In this case, we were decently confident that we had taken the right gamble from the start.  The system had been in place for most of a decade with zero downtime.  The overall system cost had been low, the triage cost had been moderate and the event had been extremely unlikely.  That when considering the risk factor we had done good planning was not generally surprising to anyone.

What was surprising is that when we ran the calculations without the risk factor, even had we known that the system would fail and that an extended outage would take place we still would have made the same decision!  This was downright shocking.  The cost of the extended outage was actually less than the cost of the needed equipment, hosting and labour to have built a functional risk mitigation system – in this case that would have been having a fully redundant server in the datacenter with the one that was in production.  In fact, the cost savings by accepting this extended outage had saved close to ten thousand dollars!
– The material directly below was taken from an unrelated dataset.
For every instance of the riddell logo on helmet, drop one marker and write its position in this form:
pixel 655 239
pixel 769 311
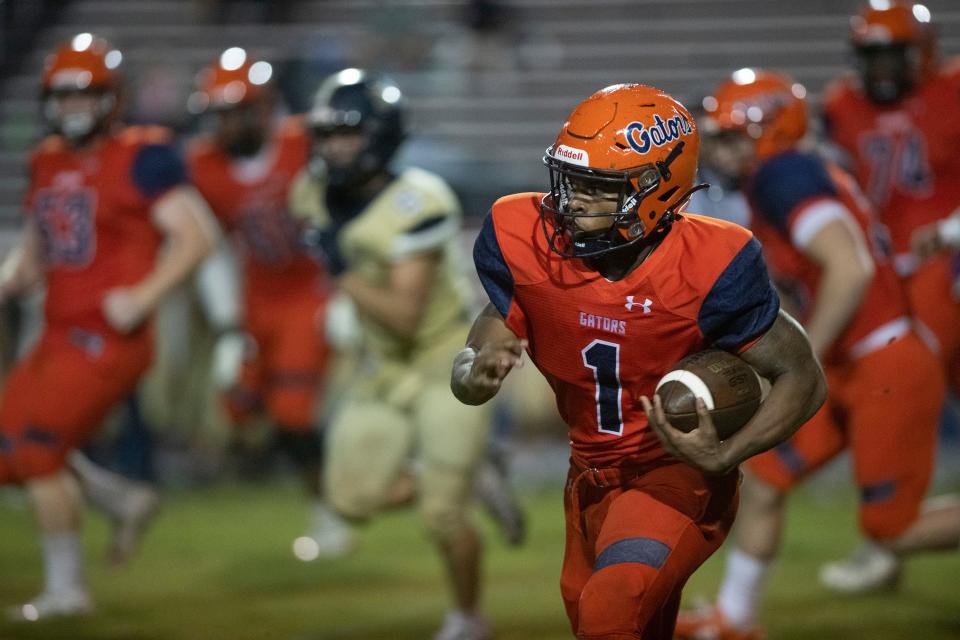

This turned out to be an extreme case where the outage was devastatingly bad, hard to predict, unable to be repaired quickly and yet still resulted  in massive long term cost savings, but the lesson is an important one.  There is so much emotional baggage that comes with any disaster, if we do not do proper post mortem analysis and work to remove emotional responses from our decision making we will often leap to large scale financial loss or placing blame incorrectly even when things have gone well.  Many companies would have looked at this disaster and reacted by overspending dramatically to prevent the same unlikely event from recurring in the future even when they had the math in front of them to tell them that doing so would waste money even if that even did recur!

There were other lessons to be learned from this outage.  We learned where communications had not been ideal, where the right people were not always in the right decision making spot, where customer communications were not what they should have been, the customer had not informed us of changes properly and more.  But, by and large, the lessons were that we had planned correctly, and our triage operation had worked correctly and we had saved the customer several thousand dollars over what would have appeared to have been the “conservative” approach and by doing a good post mortem managed to keep them, and us, from overreacting and turning a good decision into a bad one going forward.  Without a post mortem we might very likely have changed our good processes thinking that they had been bad ones.

The takeaway lessons here that I want to convey to you, the reader, are that post mortems are a critical step in any disaster, traditional conservative thinking is often very risky and emotional reactions to risk often cause financial disasters larger than the technical ones that they seek to protect against.